Ultimately, we continuously load large amounts of data into Hadoop which is
partitioned by some time interval - usually hour, day, or month depending
on the data size. However, the records that reside in this data can change.
We often receive some new information that mutates part of an existing
record already stored in a partition in HDFS. Typically the amount of
mutations is very small compared to the number of records in each
partitions.

To handle this currently we re-read and re-write all partitions that could
potentially be affected by new data. In practice a single hour's worth of
new data can require the reading and writing of 1 month's worth of
partitions. By storing the data in a transactional Hive table I believe
that we can instead issue updates and deletes for only the affected rows.
Although we do use Hive for analytics on this data, much of the processing
that generates and consumes the data is performed using Cascading.
Therefore I'd like to be able to read and write the data via an API which
we'd aim to integrate into a Cascading Tap of some description.

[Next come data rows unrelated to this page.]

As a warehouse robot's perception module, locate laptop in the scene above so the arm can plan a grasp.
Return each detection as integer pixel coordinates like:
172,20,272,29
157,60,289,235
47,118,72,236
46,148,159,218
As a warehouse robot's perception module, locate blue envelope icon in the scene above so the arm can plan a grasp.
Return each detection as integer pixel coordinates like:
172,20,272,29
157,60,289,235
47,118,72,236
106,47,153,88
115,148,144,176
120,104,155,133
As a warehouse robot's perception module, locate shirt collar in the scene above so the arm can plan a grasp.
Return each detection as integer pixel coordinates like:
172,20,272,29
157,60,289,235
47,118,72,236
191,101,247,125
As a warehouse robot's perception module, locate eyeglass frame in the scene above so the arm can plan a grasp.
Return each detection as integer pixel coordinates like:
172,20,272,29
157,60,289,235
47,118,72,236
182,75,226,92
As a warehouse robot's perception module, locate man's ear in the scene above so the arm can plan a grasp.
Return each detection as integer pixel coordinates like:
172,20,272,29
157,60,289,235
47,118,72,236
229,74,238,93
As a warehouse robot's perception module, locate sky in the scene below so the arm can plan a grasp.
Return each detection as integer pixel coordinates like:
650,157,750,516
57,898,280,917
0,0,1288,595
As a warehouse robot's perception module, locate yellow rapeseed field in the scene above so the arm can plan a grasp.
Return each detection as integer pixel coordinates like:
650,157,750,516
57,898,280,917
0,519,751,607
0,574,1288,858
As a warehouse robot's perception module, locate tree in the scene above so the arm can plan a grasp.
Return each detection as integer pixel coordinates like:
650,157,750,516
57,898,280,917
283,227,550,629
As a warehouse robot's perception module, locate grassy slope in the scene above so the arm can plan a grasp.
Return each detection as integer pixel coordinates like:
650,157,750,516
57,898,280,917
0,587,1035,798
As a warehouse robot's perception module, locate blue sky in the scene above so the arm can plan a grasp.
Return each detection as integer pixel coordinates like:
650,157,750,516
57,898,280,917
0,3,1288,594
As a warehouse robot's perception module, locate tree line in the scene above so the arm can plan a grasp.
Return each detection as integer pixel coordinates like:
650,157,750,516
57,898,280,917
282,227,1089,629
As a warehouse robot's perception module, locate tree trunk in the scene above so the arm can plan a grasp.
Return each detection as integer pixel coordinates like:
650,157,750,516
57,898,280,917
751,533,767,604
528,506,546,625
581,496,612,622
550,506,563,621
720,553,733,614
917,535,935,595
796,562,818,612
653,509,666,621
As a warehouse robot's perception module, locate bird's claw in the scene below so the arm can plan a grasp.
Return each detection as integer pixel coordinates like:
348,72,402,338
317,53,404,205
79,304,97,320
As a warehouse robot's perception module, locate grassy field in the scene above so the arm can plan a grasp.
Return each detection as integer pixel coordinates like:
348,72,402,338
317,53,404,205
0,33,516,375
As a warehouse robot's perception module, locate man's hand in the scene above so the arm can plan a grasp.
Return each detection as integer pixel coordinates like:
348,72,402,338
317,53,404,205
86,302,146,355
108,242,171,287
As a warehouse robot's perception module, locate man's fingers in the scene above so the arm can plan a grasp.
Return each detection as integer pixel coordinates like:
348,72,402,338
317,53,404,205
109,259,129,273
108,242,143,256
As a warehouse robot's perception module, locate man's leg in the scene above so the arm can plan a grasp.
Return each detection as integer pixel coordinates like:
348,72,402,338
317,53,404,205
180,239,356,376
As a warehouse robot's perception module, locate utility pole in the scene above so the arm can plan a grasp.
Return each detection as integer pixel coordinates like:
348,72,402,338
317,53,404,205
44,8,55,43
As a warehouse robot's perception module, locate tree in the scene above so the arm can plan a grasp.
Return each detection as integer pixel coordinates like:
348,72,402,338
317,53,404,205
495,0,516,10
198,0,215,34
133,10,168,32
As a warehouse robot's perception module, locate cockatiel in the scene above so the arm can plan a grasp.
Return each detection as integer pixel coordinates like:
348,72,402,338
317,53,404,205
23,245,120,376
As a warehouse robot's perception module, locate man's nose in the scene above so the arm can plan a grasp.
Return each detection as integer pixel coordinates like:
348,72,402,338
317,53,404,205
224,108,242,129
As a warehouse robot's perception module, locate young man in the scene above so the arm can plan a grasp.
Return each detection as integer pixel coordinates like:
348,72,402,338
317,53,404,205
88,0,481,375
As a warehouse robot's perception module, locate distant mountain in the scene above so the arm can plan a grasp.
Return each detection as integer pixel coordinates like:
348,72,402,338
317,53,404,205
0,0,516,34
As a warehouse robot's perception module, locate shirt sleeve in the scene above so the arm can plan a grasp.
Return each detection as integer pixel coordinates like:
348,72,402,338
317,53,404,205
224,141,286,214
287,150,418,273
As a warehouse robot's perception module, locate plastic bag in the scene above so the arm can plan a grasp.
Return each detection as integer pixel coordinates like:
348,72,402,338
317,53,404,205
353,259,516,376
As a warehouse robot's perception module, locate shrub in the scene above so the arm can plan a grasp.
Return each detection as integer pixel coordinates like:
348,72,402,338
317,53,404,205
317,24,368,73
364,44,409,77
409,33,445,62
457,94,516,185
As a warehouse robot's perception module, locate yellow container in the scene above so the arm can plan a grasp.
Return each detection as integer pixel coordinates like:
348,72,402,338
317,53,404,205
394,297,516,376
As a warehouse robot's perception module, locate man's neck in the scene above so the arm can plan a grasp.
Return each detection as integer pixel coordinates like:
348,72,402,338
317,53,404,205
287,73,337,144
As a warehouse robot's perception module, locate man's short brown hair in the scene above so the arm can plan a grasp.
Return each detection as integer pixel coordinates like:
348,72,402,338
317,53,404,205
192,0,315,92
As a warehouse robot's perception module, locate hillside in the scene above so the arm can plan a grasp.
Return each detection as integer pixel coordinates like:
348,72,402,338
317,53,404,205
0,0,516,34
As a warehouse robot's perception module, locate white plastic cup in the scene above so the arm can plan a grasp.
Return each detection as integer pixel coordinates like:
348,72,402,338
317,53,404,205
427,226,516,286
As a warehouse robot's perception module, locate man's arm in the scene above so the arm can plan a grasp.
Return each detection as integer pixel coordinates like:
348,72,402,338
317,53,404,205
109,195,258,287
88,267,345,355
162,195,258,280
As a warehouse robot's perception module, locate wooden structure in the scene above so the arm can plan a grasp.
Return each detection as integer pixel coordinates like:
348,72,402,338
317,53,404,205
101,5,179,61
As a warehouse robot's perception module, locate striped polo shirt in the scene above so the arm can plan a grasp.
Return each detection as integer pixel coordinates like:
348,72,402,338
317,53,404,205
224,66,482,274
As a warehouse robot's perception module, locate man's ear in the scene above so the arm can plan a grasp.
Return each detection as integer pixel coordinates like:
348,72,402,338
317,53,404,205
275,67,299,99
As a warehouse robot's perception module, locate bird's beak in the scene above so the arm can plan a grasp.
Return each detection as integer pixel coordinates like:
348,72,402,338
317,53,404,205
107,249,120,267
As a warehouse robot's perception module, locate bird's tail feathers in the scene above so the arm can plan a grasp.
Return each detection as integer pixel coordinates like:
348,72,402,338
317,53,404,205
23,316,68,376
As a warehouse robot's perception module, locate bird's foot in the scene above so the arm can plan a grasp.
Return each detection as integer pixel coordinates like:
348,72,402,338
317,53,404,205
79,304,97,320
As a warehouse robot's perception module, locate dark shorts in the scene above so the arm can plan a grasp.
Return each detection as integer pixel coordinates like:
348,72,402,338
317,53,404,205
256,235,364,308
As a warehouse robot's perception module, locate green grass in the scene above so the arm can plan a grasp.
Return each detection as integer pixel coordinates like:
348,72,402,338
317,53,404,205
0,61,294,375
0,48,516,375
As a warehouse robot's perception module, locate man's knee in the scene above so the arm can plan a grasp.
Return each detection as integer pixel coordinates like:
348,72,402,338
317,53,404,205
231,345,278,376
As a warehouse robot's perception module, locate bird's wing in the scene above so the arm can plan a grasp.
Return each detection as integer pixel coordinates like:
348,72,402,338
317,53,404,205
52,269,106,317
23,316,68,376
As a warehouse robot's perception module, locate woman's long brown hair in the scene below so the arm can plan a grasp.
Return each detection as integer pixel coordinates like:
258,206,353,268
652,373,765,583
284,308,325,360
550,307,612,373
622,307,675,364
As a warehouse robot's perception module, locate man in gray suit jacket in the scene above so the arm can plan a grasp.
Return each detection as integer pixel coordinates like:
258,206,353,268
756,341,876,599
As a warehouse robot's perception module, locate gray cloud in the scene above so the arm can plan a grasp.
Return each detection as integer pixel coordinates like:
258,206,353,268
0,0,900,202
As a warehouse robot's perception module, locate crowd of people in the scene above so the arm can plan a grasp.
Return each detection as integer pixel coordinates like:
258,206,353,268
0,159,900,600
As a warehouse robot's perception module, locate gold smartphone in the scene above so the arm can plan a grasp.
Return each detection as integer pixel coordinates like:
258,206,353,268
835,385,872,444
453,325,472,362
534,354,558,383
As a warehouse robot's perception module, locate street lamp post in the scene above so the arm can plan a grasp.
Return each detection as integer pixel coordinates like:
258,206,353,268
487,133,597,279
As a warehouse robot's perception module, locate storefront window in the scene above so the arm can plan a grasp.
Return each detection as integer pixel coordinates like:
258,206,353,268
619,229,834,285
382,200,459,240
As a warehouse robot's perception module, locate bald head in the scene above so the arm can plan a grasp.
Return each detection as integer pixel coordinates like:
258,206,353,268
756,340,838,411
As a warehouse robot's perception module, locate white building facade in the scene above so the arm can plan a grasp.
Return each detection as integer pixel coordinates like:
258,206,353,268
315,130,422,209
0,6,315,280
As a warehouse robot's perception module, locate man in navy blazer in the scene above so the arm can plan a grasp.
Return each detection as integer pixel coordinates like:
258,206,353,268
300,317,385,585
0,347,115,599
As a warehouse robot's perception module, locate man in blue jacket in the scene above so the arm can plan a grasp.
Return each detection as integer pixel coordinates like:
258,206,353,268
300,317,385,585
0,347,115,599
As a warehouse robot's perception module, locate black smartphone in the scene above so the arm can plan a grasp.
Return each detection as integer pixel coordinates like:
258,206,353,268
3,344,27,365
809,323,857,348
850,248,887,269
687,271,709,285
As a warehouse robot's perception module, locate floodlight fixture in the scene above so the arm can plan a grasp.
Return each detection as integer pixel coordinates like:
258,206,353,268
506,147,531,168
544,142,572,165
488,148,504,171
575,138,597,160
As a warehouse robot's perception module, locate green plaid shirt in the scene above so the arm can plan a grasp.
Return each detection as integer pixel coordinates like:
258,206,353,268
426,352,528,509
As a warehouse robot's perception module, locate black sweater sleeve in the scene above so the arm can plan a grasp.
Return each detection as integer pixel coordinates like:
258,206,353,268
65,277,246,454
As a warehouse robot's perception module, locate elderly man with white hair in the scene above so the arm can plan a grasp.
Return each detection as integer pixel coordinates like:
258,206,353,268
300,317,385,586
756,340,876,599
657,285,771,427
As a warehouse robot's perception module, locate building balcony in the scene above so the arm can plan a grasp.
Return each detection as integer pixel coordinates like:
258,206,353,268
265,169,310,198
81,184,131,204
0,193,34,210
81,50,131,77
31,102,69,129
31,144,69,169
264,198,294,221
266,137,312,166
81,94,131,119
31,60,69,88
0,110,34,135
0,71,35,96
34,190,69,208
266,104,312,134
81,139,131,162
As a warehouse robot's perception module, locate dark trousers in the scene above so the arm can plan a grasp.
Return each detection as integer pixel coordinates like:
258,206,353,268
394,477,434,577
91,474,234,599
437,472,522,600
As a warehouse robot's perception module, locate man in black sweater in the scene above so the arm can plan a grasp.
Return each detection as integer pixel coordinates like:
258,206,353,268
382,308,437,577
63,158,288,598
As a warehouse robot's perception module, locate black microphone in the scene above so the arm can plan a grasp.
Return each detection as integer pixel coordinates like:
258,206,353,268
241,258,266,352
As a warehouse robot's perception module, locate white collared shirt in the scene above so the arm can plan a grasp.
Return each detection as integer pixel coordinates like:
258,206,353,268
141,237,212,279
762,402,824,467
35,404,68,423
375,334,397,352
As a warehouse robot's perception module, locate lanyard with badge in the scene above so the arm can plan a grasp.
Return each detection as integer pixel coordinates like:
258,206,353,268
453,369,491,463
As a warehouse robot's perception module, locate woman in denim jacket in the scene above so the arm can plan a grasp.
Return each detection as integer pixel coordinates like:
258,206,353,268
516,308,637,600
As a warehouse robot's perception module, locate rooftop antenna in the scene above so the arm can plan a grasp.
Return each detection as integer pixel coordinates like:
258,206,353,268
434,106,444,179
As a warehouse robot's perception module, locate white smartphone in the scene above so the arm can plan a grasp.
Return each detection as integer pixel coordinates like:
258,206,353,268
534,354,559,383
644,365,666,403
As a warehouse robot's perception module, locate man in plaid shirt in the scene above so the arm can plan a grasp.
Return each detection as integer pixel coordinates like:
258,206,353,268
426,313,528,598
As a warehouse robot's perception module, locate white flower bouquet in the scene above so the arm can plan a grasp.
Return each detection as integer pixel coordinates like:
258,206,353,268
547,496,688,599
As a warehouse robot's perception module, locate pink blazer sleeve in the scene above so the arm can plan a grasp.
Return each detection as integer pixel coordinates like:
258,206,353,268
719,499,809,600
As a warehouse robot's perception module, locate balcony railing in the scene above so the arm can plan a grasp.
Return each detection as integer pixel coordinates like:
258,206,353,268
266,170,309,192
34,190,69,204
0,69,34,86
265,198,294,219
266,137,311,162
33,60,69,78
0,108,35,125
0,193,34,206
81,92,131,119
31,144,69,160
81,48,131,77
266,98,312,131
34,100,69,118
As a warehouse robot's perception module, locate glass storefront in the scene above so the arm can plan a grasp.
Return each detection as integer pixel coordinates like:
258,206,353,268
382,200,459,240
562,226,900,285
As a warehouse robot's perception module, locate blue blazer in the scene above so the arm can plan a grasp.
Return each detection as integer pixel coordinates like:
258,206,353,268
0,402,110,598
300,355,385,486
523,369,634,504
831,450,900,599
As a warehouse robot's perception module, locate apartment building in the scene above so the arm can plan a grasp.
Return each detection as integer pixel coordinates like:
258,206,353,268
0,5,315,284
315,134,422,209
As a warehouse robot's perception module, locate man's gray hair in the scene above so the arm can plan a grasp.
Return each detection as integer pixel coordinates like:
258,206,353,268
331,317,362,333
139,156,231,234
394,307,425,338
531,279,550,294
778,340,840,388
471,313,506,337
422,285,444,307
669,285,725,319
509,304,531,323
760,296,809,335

Our
Cascading processes could determine the new, updated, and deleted records
and then use the API to stream these changes to the transactional Hive
table.

We have most of this working in a proof of concept, but as
hive-hcatalog-streaming does not expose the delete/update methods of the
OrcRecordUpdater we've had to hack together something unpleasant based on
the original API.

As a first step I'd like to check if there is any appetite for adding such
functionality to the API or if this goes against the original motivations
of the project? If this suggestion sounds reasonable then I'd be keen to
help move this forward.

Thanks - Elliot.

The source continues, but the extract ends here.